En ese mismo pueblo vivía un charsi. Su único objetivo en la vida era actuar. Desconocía el mundo y la época. Su universo entero era un gran espejo que llevaba consigo a todas partes. Todo lo demás que tenía, lo vendía y se lo comía con el tiempo, pero jamás se separó de ese espejo. Se pasaba el día entero frente a él, a veces convirtiéndose en rey, a veces en general, a veces en amante y a veces en héroe de cine.

Un día, ese espejo se cayó y se agrietó. Ahora, quien se miraba en él, en lugar de su propia imagen, veía muchas imágenes.

Ese día también, Chersi estaba absorto en su habitual conversación con el espejo que colocaba bajo un árbol a las afueras del asentamiento. Mientras tanto, los habitantes del asentamiento se afanaban en salvar sus vidas, y Chersi, perdido en su propio mundo.

El león corría persiguiendo a la gente por el mismo camino.

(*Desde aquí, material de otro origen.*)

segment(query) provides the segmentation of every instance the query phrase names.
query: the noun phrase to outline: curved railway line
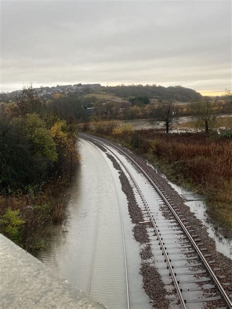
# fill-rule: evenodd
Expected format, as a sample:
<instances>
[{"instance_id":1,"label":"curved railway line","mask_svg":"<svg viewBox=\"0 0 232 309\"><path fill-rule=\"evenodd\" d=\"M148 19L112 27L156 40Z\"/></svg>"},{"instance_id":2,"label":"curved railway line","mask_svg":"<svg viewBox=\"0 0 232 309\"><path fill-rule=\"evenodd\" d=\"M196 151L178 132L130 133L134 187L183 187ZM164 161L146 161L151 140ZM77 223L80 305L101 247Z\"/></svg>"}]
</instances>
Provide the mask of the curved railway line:
<instances>
[{"instance_id":1,"label":"curved railway line","mask_svg":"<svg viewBox=\"0 0 232 309\"><path fill-rule=\"evenodd\" d=\"M86 141L86 140L85 140L88 143L90 143L89 141ZM94 147L97 149L97 150L98 150L100 152L100 153L102 155L101 152L99 150L99 149L97 147L96 147L94 144L90 143L91 143L91 144L93 147ZM116 190L116 193L117 196L118 210L119 210L119 216L120 216L120 225L121 225L121 230L122 230L122 241L123 241L123 243L124 257L124 261L125 261L125 277L126 277L126 295L127 295L127 309L130 309L130 296L129 296L129 284L128 284L128 273L127 273L127 261L126 261L126 248L125 248L125 238L124 238L124 235L123 227L122 225L122 217L121 217L121 211L120 211L120 206L119 206L119 200L118 196L117 195L117 190L116 190L116 186L115 185L115 183L114 183L114 178L113 178L113 176L112 176L112 179L114 181L115 188L115 190ZM89 280L88 286L88 289L87 289L87 294L90 294L90 291L91 280L92 280L92 273L93 273L93 261L94 261L94 255L95 255L95 250L96 248L96 238L97 238L97 225L96 229L95 236L95 238L94 238L94 246L93 246L93 253L92 262L92 264L91 264L90 278Z\"/></svg>"},{"instance_id":2,"label":"curved railway line","mask_svg":"<svg viewBox=\"0 0 232 309\"><path fill-rule=\"evenodd\" d=\"M134 184L134 187L136 188L137 191L142 201L143 205L145 206L145 209L149 216L150 222L152 223L154 228L155 235L156 236L156 240L159 241L159 245L160 246L160 249L162 251L162 255L164 256L164 262L166 263L166 268L168 269L169 272L169 275L171 277L172 282L175 286L175 289L176 293L178 295L178 300L182 308L185 309L188 308L188 304L189 302L191 302L191 300L188 298L186 298L184 297L184 292L186 290L189 290L187 288L185 289L183 286L181 287L180 285L180 280L178 279L178 273L180 272L180 269L181 269L181 267L177 267L178 270L176 270L176 266L173 263L173 261L175 259L172 259L170 258L169 255L168 250L170 248L170 246L168 247L169 245L168 243L164 242L163 240L163 235L168 233L168 228L171 227L171 228L174 227L174 229L172 228L172 232L174 234L176 233L177 235L183 235L184 238L186 238L186 240L185 240L184 242L182 243L184 244L184 245L181 245L180 248L180 251L181 251L181 254L183 254L182 250L187 249L188 251L187 253L191 253L195 256L186 258L185 260L188 261L193 261L196 262L194 263L189 264L188 266L183 266L183 267L189 267L193 268L194 271L192 272L190 272L189 274L193 274L194 275L200 275L201 274L206 274L209 275L210 276L209 283L213 283L213 284L208 284L207 286L208 288L206 288L206 289L208 290L213 291L211 292L211 295L208 296L203 299L200 299L199 300L199 302L212 302L214 301L221 301L223 300L222 302L224 303L223 305L220 305L219 307L221 308L232 308L232 303L229 296L227 294L222 284L220 283L218 278L216 275L215 272L218 270L218 269L212 269L210 265L214 263L214 261L209 261L207 260L207 258L210 257L210 255L204 254L203 252L207 251L206 248L201 248L201 245L202 243L199 242L200 239L197 238L197 235L193 235L191 234L191 232L194 232L194 230L191 229L188 229L190 227L188 227L186 223L185 223L185 220L183 218L183 215L178 212L178 209L175 207L175 204L170 202L168 200L168 198L165 196L165 194L162 192L158 186L155 183L154 180L151 178L151 177L146 173L144 169L139 166L137 162L136 162L128 153L124 151L120 148L117 147L116 145L113 144L109 141L106 141L103 139L99 137L93 137L90 135L85 133L79 133L79 137L80 138L82 138L87 141L91 141L94 142L94 143L100 144L101 146L103 146L108 151L112 153L115 158L120 162L120 165L123 166L125 170L129 175L130 178L132 182ZM164 230L162 230L162 225L159 225L159 220L156 220L154 211L151 207L151 205L149 204L149 201L147 202L145 197L143 195L144 192L139 187L136 181L136 179L135 179L134 176L132 174L131 171L127 166L125 161L123 162L119 158L118 155L117 155L115 153L115 151L113 151L110 147L113 147L114 149L119 152L120 154L122 154L123 156L125 157L127 160L132 163L132 165L135 167L136 169L140 173L143 177L144 177L146 181L149 183L149 185L151 185L154 190L156 192L156 194L158 195L160 198L161 198L162 202L163 203L165 207L164 210L166 213L168 213L168 215L169 216L169 222L170 223L170 226L164 227ZM161 231L161 228L162 231ZM170 231L170 230L169 230ZM175 232L176 231L176 232ZM183 239L182 238L181 239ZM176 249L176 248L175 248ZM185 260L184 259L181 259L181 260ZM198 266L204 266L204 269L203 270L198 271ZM199 268L198 268L199 269ZM220 278L220 277L219 277ZM204 282L209 282L209 280L206 279L205 278L200 278L199 280L196 280L196 282L203 283ZM188 283L187 281L186 281L186 283ZM203 288L201 287L200 286L198 289L196 289L195 290L198 289L199 291L202 291L204 289ZM217 292L215 292L215 289L217 290ZM216 295L216 296L215 296ZM221 303L220 303L221 304ZM210 307L207 307L207 308L211 308Z\"/></svg>"}]
</instances>

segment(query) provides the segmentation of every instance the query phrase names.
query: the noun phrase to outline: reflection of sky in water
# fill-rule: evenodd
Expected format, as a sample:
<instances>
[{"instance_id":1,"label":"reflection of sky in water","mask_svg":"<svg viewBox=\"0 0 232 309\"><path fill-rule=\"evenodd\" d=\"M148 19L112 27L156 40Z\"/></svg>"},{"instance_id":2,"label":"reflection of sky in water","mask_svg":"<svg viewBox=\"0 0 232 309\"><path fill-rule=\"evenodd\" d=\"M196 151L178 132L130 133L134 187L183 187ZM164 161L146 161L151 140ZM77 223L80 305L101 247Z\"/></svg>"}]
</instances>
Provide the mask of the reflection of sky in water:
<instances>
[{"instance_id":1,"label":"reflection of sky in water","mask_svg":"<svg viewBox=\"0 0 232 309\"><path fill-rule=\"evenodd\" d=\"M158 171L152 165L149 164L147 162L147 164L152 167L156 171ZM159 173L159 174L161 175L160 173ZM161 174L161 176L166 179L163 174ZM169 180L167 180L167 181L179 194L182 195L189 194L194 194L194 193L191 191L185 189L180 186L177 186ZM189 207L190 211L194 213L196 217L200 220L207 227L209 237L215 240L217 250L228 258L231 259L232 258L232 239L226 238L221 235L219 230L215 229L213 224L210 222L210 218L209 217L206 212L207 206L205 202L201 200L189 201L186 202L185 204Z\"/></svg>"}]
</instances>

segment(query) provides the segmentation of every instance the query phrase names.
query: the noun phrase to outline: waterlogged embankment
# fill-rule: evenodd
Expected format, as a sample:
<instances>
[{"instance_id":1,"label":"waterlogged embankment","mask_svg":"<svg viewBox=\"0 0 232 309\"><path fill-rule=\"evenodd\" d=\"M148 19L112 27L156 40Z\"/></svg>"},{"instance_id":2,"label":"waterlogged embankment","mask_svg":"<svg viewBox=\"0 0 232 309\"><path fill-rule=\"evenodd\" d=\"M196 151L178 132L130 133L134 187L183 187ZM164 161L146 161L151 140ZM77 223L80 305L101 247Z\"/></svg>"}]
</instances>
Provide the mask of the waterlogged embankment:
<instances>
[{"instance_id":1,"label":"waterlogged embankment","mask_svg":"<svg viewBox=\"0 0 232 309\"><path fill-rule=\"evenodd\" d=\"M109 308L126 308L120 209L131 308L149 308L139 274L139 249L133 238L126 198L121 191L118 172L104 152L87 142L81 141L81 143L82 164L71 190L69 223L54 229L48 248L38 258Z\"/></svg>"}]
</instances>

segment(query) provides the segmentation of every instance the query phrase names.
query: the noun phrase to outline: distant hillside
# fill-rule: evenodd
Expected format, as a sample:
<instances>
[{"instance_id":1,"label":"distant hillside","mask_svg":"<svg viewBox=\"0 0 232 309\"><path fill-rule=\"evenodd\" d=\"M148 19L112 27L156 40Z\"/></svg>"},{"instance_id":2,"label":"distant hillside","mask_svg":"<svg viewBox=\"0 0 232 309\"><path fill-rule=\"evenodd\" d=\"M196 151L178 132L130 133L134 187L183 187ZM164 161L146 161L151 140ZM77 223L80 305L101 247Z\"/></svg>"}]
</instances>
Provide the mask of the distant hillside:
<instances>
[{"instance_id":1,"label":"distant hillside","mask_svg":"<svg viewBox=\"0 0 232 309\"><path fill-rule=\"evenodd\" d=\"M101 87L100 84L75 84L74 85L57 85L56 87L43 87L34 88L38 95L43 100L51 98L55 94L65 95L80 96L93 93ZM0 94L0 102L8 103L15 99L16 96L22 93L22 90L16 90L9 93Z\"/></svg>"},{"instance_id":2,"label":"distant hillside","mask_svg":"<svg viewBox=\"0 0 232 309\"><path fill-rule=\"evenodd\" d=\"M175 99L181 102L201 100L203 97L193 89L181 86L164 87L162 86L142 85L100 87L101 91L124 97L146 95L149 98Z\"/></svg>"},{"instance_id":3,"label":"distant hillside","mask_svg":"<svg viewBox=\"0 0 232 309\"><path fill-rule=\"evenodd\" d=\"M46 100L55 94L63 94L67 96L78 96L91 94L101 94L106 97L107 94L124 98L133 96L146 96L149 98L157 99L158 101L172 99L180 102L199 101L203 98L199 93L181 86L164 87L162 86L133 85L129 86L102 86L100 84L75 84L74 85L58 85L56 87L42 87L35 88L39 96ZM0 102L8 103L14 101L22 90L16 90L10 93L0 94ZM105 94L105 95L104 95ZM97 95L96 95L97 96Z\"/></svg>"}]
</instances>

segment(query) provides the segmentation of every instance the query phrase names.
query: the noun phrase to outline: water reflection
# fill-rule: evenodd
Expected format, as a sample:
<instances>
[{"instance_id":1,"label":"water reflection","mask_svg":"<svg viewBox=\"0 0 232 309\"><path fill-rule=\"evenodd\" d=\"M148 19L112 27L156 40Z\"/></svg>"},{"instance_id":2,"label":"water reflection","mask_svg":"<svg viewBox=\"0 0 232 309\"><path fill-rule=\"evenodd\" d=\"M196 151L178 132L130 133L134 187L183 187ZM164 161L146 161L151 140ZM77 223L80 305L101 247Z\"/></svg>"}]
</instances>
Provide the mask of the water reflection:
<instances>
[{"instance_id":1,"label":"water reflection","mask_svg":"<svg viewBox=\"0 0 232 309\"><path fill-rule=\"evenodd\" d=\"M147 165L151 167L157 172L159 172L157 169L152 165L147 162ZM159 173L159 174L163 178L166 179L168 183L171 187L184 197L186 195L191 194L194 197L196 194L192 191L178 186L171 182L163 174ZM196 199L195 198L193 199ZM196 217L200 220L203 224L206 227L209 235L215 242L216 248L219 252L224 254L226 256L232 259L232 240L223 235L220 230L215 228L213 224L210 221L210 218L207 214L207 207L204 200L192 200L186 201L185 204L188 206L190 211L195 214Z\"/></svg>"}]
</instances>

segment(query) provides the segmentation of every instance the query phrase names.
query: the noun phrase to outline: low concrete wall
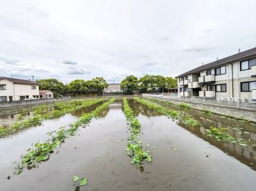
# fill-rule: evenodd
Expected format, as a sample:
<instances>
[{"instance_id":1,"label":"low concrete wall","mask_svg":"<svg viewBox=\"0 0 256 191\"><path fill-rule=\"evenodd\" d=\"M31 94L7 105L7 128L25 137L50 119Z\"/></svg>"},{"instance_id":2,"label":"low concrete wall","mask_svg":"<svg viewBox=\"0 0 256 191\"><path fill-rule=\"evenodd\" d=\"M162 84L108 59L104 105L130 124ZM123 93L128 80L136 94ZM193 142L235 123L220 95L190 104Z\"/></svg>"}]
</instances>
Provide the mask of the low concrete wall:
<instances>
[{"instance_id":1,"label":"low concrete wall","mask_svg":"<svg viewBox=\"0 0 256 191\"><path fill-rule=\"evenodd\" d=\"M145 98L152 98L152 96L143 95ZM203 110L204 108L206 108L208 110L210 110L213 113L222 115L227 115L232 117L239 118L239 119L245 119L253 122L256 122L256 111L254 109L246 109L241 108L235 108L228 107L226 106L223 106L220 105L214 104L206 104L200 102L194 102L186 101L177 101L173 99L167 99L159 98L153 98L154 99L165 100L170 102L173 104L179 104L181 102L185 102L191 105L193 109Z\"/></svg>"},{"instance_id":2,"label":"low concrete wall","mask_svg":"<svg viewBox=\"0 0 256 191\"><path fill-rule=\"evenodd\" d=\"M0 109L4 109L8 108L18 107L24 105L30 105L33 104L40 104L51 103L55 101L55 98L50 99L30 99L15 101L12 102L0 102Z\"/></svg>"}]
</instances>

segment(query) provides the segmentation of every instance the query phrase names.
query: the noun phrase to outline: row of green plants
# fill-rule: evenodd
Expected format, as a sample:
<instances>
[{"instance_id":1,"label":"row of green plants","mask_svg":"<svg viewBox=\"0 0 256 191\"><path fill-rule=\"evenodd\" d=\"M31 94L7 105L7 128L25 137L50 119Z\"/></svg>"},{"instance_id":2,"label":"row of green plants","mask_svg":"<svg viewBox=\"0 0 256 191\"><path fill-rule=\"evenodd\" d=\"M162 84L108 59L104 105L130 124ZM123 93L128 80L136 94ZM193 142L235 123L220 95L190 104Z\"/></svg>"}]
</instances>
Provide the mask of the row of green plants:
<instances>
[{"instance_id":1,"label":"row of green plants","mask_svg":"<svg viewBox=\"0 0 256 191\"><path fill-rule=\"evenodd\" d=\"M169 104L170 103L168 101L159 101L158 99L156 99L154 98L150 98L149 100L152 101L153 102L166 102ZM185 108L186 106L185 106ZM160 109L159 110L160 111ZM203 108L203 111L204 113L207 114L211 114L211 111L207 109L206 108ZM185 124L189 125L190 126L196 126L199 124L199 122L197 121L195 121L194 118L192 118L188 116L181 116L181 118L183 118L183 122ZM209 137L213 137L217 141L228 141L232 143L237 143L242 146L246 146L247 143L242 138L237 138L236 139L233 136L229 135L226 132L227 129L226 128L222 128L220 129L217 128L216 127L211 127L210 129L206 130L206 134Z\"/></svg>"},{"instance_id":2,"label":"row of green plants","mask_svg":"<svg viewBox=\"0 0 256 191\"><path fill-rule=\"evenodd\" d=\"M46 105L42 105L37 108L32 117L23 121L18 121L8 128L0 127L0 138L14 134L20 130L33 126L40 125L43 120L59 118L64 114L77 111L83 107L88 107L104 101L104 98L96 99L71 100L68 102L58 102L55 105L55 109L48 112Z\"/></svg>"},{"instance_id":3,"label":"row of green plants","mask_svg":"<svg viewBox=\"0 0 256 191\"><path fill-rule=\"evenodd\" d=\"M167 116L168 117L172 118L174 119L180 119L182 122L185 124L192 127L200 125L198 120L189 116L182 116L180 115L177 111L172 110L170 109L166 109L160 105L152 103L151 102L145 100L144 99L139 98L134 98L134 99L136 101L145 105L147 105L148 108L157 111L158 112L162 113L163 114Z\"/></svg>"},{"instance_id":4,"label":"row of green plants","mask_svg":"<svg viewBox=\"0 0 256 191\"><path fill-rule=\"evenodd\" d=\"M100 113L106 109L114 101L115 98L112 98L97 106L93 111L83 114L77 122L70 124L68 128L65 127L59 128L55 135L51 133L51 137L44 143L37 142L34 145L32 145L32 148L27 149L27 153L21 155L21 162L17 164L15 169L15 174L20 174L26 167L33 167L38 162L48 160L50 153L53 153L55 149L59 147L66 138L75 135L80 127L84 127L93 118L99 116Z\"/></svg>"},{"instance_id":5,"label":"row of green plants","mask_svg":"<svg viewBox=\"0 0 256 191\"><path fill-rule=\"evenodd\" d=\"M226 128L217 128L211 127L208 130L206 130L206 134L209 137L214 137L217 141L227 141L232 143L238 143L241 146L247 146L247 142L243 139L239 138L236 139L235 137L226 132Z\"/></svg>"},{"instance_id":6,"label":"row of green plants","mask_svg":"<svg viewBox=\"0 0 256 191\"><path fill-rule=\"evenodd\" d=\"M144 160L151 162L152 156L150 156L149 150L143 151L141 140L141 124L134 116L126 98L124 98L124 112L129 124L130 134L128 138L126 151L127 154L132 158L131 163L135 164L137 168L140 168L143 167Z\"/></svg>"}]
</instances>

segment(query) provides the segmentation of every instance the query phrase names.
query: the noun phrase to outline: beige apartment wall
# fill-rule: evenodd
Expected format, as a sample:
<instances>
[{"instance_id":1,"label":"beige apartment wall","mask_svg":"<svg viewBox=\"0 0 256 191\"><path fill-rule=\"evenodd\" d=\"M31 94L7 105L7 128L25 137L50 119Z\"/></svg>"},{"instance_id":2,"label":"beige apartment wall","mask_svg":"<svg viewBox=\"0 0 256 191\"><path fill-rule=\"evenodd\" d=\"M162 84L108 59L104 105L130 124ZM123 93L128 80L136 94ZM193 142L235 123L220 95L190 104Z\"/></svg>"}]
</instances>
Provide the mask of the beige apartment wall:
<instances>
[{"instance_id":1,"label":"beige apartment wall","mask_svg":"<svg viewBox=\"0 0 256 191\"><path fill-rule=\"evenodd\" d=\"M12 96L12 99L14 101L14 86L13 83L0 79L0 85L5 85L6 90L0 90L0 96L7 96L7 101L9 101L9 96Z\"/></svg>"},{"instance_id":2,"label":"beige apartment wall","mask_svg":"<svg viewBox=\"0 0 256 191\"><path fill-rule=\"evenodd\" d=\"M15 90L15 101L20 100L20 96L27 96L28 95L29 99L25 99L25 100L27 99L39 99L39 98L34 98L33 97L33 95L38 95L39 97L39 86L35 86L36 87L36 89L31 89L31 86L30 85L24 85L24 84L14 84L14 90ZM34 85L33 85L34 86Z\"/></svg>"}]
</instances>

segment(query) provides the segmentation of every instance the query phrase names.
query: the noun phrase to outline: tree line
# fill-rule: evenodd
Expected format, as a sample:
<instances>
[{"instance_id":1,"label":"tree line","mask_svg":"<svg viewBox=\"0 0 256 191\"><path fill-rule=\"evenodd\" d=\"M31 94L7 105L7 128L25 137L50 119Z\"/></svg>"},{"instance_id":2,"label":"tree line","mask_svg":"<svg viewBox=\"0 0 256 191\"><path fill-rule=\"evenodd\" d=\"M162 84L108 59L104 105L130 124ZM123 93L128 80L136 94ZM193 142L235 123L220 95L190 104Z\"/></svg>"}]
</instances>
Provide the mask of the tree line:
<instances>
[{"instance_id":1,"label":"tree line","mask_svg":"<svg viewBox=\"0 0 256 191\"><path fill-rule=\"evenodd\" d=\"M108 87L106 80L96 77L90 80L76 79L64 85L56 79L37 80L39 89L48 89L53 92L55 97L60 95L102 95ZM121 83L121 89L125 93L144 93L156 90L162 91L167 88L176 88L177 79L160 75L145 75L140 79L131 75L127 76Z\"/></svg>"},{"instance_id":2,"label":"tree line","mask_svg":"<svg viewBox=\"0 0 256 191\"><path fill-rule=\"evenodd\" d=\"M121 89L128 94L134 92L162 92L168 88L177 88L177 79L172 77L146 75L138 79L133 75L127 76L121 83Z\"/></svg>"}]
</instances>

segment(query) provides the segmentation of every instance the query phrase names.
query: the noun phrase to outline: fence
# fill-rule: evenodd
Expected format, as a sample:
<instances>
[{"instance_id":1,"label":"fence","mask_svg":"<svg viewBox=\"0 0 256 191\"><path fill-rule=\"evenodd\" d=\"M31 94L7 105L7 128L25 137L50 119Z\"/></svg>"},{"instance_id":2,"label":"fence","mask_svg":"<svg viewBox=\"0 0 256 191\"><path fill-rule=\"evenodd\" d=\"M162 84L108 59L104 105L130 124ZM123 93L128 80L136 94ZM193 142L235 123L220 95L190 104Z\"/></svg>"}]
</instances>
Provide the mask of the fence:
<instances>
[{"instance_id":1,"label":"fence","mask_svg":"<svg viewBox=\"0 0 256 191\"><path fill-rule=\"evenodd\" d=\"M169 100L175 100L180 102L190 102L193 103L200 103L203 104L217 105L220 106L225 106L230 108L242 108L246 109L256 110L256 102L241 102L239 101L236 102L226 101L222 99L216 99L216 98L206 98L206 97L187 97L178 96L169 96L163 95L153 95L153 94L143 94L143 96L153 97L156 98L161 98Z\"/></svg>"}]
</instances>

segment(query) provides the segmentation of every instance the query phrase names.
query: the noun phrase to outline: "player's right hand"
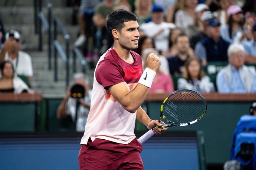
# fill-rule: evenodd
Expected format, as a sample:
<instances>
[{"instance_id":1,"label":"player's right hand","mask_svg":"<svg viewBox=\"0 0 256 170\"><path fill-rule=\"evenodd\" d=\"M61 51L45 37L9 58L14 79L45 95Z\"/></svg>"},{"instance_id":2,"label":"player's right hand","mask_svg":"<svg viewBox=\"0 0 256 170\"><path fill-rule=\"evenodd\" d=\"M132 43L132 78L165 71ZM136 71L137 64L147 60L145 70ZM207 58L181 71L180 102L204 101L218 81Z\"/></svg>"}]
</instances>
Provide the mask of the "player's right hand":
<instances>
[{"instance_id":1,"label":"player's right hand","mask_svg":"<svg viewBox=\"0 0 256 170\"><path fill-rule=\"evenodd\" d=\"M150 53L147 58L147 65L148 68L156 72L161 64L159 57L154 53Z\"/></svg>"}]
</instances>

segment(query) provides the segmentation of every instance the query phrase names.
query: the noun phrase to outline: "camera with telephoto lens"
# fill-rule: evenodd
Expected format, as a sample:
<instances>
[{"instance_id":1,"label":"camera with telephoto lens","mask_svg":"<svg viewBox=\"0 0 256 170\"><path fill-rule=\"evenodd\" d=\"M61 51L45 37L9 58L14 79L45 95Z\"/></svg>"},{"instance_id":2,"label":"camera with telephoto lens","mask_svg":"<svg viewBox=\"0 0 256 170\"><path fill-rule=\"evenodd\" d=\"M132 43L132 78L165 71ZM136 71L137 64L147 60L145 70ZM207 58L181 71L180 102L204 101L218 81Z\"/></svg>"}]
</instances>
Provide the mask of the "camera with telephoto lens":
<instances>
[{"instance_id":1,"label":"camera with telephoto lens","mask_svg":"<svg viewBox=\"0 0 256 170\"><path fill-rule=\"evenodd\" d=\"M85 88L79 84L73 85L70 89L71 97L73 98L84 98L85 94Z\"/></svg>"}]
</instances>

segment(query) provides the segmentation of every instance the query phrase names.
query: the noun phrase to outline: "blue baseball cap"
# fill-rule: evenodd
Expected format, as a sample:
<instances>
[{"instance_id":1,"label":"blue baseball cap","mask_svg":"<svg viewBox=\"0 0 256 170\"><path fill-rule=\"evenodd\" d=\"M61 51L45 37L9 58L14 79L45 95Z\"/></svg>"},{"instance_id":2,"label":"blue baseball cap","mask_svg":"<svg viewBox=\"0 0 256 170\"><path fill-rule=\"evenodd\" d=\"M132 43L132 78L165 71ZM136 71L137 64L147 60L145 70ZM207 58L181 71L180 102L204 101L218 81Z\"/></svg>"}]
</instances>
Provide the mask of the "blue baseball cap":
<instances>
[{"instance_id":1,"label":"blue baseball cap","mask_svg":"<svg viewBox=\"0 0 256 170\"><path fill-rule=\"evenodd\" d=\"M206 25L206 27L215 27L216 26L220 26L220 23L218 19L214 18L211 19L208 21Z\"/></svg>"},{"instance_id":2,"label":"blue baseball cap","mask_svg":"<svg viewBox=\"0 0 256 170\"><path fill-rule=\"evenodd\" d=\"M159 4L155 4L153 5L152 7L152 13L155 12L163 12L164 11L164 7Z\"/></svg>"}]
</instances>

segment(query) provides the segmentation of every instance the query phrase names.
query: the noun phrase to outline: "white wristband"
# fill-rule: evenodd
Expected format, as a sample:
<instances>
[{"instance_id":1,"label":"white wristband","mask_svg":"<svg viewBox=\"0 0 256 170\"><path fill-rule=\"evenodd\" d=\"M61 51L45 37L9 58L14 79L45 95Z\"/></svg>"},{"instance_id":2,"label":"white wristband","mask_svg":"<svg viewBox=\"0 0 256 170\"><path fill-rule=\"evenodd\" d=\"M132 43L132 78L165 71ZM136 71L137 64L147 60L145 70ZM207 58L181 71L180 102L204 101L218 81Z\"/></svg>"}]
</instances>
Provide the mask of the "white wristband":
<instances>
[{"instance_id":1,"label":"white wristband","mask_svg":"<svg viewBox=\"0 0 256 170\"><path fill-rule=\"evenodd\" d=\"M157 73L153 70L147 67L139 80L139 83L150 88L154 78Z\"/></svg>"}]
</instances>

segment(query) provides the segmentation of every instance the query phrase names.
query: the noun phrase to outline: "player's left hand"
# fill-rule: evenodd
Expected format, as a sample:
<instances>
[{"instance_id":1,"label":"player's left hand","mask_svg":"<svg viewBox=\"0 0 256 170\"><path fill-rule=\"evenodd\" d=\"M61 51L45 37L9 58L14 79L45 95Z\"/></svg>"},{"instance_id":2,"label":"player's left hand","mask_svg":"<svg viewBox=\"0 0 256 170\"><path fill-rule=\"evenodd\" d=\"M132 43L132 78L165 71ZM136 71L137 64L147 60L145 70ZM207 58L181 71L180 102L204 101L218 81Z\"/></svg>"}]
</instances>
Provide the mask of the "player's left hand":
<instances>
[{"instance_id":1,"label":"player's left hand","mask_svg":"<svg viewBox=\"0 0 256 170\"><path fill-rule=\"evenodd\" d=\"M161 134L162 133L165 132L167 129L167 128L165 127L161 129L158 127L162 126L165 125L165 124L163 122L161 122L161 123L160 123L157 120L154 120L148 123L147 127L149 129L153 129L153 131L155 134ZM156 126L158 127L155 127Z\"/></svg>"}]
</instances>

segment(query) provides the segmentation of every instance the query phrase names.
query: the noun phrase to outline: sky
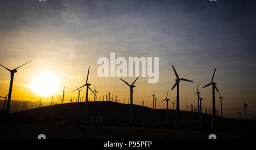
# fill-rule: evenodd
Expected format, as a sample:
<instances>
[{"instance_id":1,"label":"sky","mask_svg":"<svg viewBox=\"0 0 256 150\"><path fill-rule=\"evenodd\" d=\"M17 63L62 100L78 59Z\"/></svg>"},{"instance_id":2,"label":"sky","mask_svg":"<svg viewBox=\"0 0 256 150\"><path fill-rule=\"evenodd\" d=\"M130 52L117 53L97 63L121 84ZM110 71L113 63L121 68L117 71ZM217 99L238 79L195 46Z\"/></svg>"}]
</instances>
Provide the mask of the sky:
<instances>
[{"instance_id":1,"label":"sky","mask_svg":"<svg viewBox=\"0 0 256 150\"><path fill-rule=\"evenodd\" d=\"M50 80L46 87L54 90L53 101L59 102L65 86L67 102L77 97L72 91L84 84L90 66L88 81L98 96L110 91L123 102L129 87L117 77L100 78L97 59L110 58L110 52L127 59L159 57L158 82L139 78L134 102L144 101L152 107L148 96L155 90L156 108L166 108L162 101L175 84L174 65L180 77L194 82L180 83L181 110L186 97L187 105L197 105L197 83L203 106L212 108L212 88L202 87L216 68L214 81L224 97L224 116L238 118L241 111L245 118L245 98L250 118L256 114L255 6L253 1L242 0L0 0L0 64L13 69L33 60L15 73L12 100L37 101L42 97L49 102L49 96L36 91L46 90ZM54 78L40 80L44 74ZM129 83L135 79L123 78ZM0 96L7 95L9 84L10 72L2 67ZM176 88L170 90L168 98L175 100L176 93ZM85 89L80 95L85 97ZM90 93L89 98L93 99Z\"/></svg>"}]
</instances>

Vio que todo el asentamiento huía despavorido, pero también había una persona que permanecía tranquila, ocupada en sus quehaceres. En su rostro no se reflejaba ni miedo ni pánico. El león se sorprendió.

Pensó:

“¿Quién es esta criatura que no me teme?”

Avanzó lentamente, dispuesto a abalanzarse sobre Chersi.

En ese instante, sus ojos se posaron en el espejo. Al mirarse en él, vio no uno, ni dos, sino docenas de leones frente a él. Había leones por todas partes.

El león se detuvo un momento.

¿Cómo sabía que todas esas eran sus propias imágenes?

Un pensamiento le cruzó la mente:
«Yo también me preguntaba por qué este hombre no me teme; la verdad es que tiene un ejército más peligroso que el mío».

Y quizás por eso no le tenía miedo en absoluto.

En cuanto tuvo este pensamiento, el león vaciló y pensó que lo más apropiado era regresar a salvo, no demostrar valentía.

Así que dio media vuelta al doble de velocidad y se dirigió directamente al zoológico, donde se detuvo. Al cabo de un rato, la gente vio que el león se había marchado y que solo Charsi permanecía bajo el árbol.

Enseguida concluyeron que él había ahuyentado al león.

Algunos decían:
«Es un hombre muy valiente».

Otros decían: «Pensábamos que era un inútil, pero resultó ser un verdadero héroe».

Otros afirmaban:
«Lo vi con mis propios ojos; el león no pudo hacerle frente».

En cuanto lo vieron, la gente lo alzó sobre sus hombros.

Sus historias se hicieron famosas en el pueblo. Quienes antes lo evitaban al verlo, ahora lo saludaban.

El vendedor de té le pagó la deuda.

Los comerciantes comenzaron a tratarlo con respeto.

Incluso los niños empezaron a llamarlo “el tío que ahuyentó al león”.

Y lo curioso es que la gente del pueblo nunca supo la verdad, y Charsi jamás supo que la mayor hazaña de su vida no la había realizado él.

A veces se paraba frente al espejo y se preguntaba:

“¿Qué clase de actuación mía le gustó tanto a la gente?”

Pero aún no tenía la respuesta.

Moraleja:

A veces el mundo cree más en sus propias historias que en la realidad. La gente suele ver lo que quiere ver, y a veces incluso una pequeña coincidencia puede convertir a alguien en un héroe.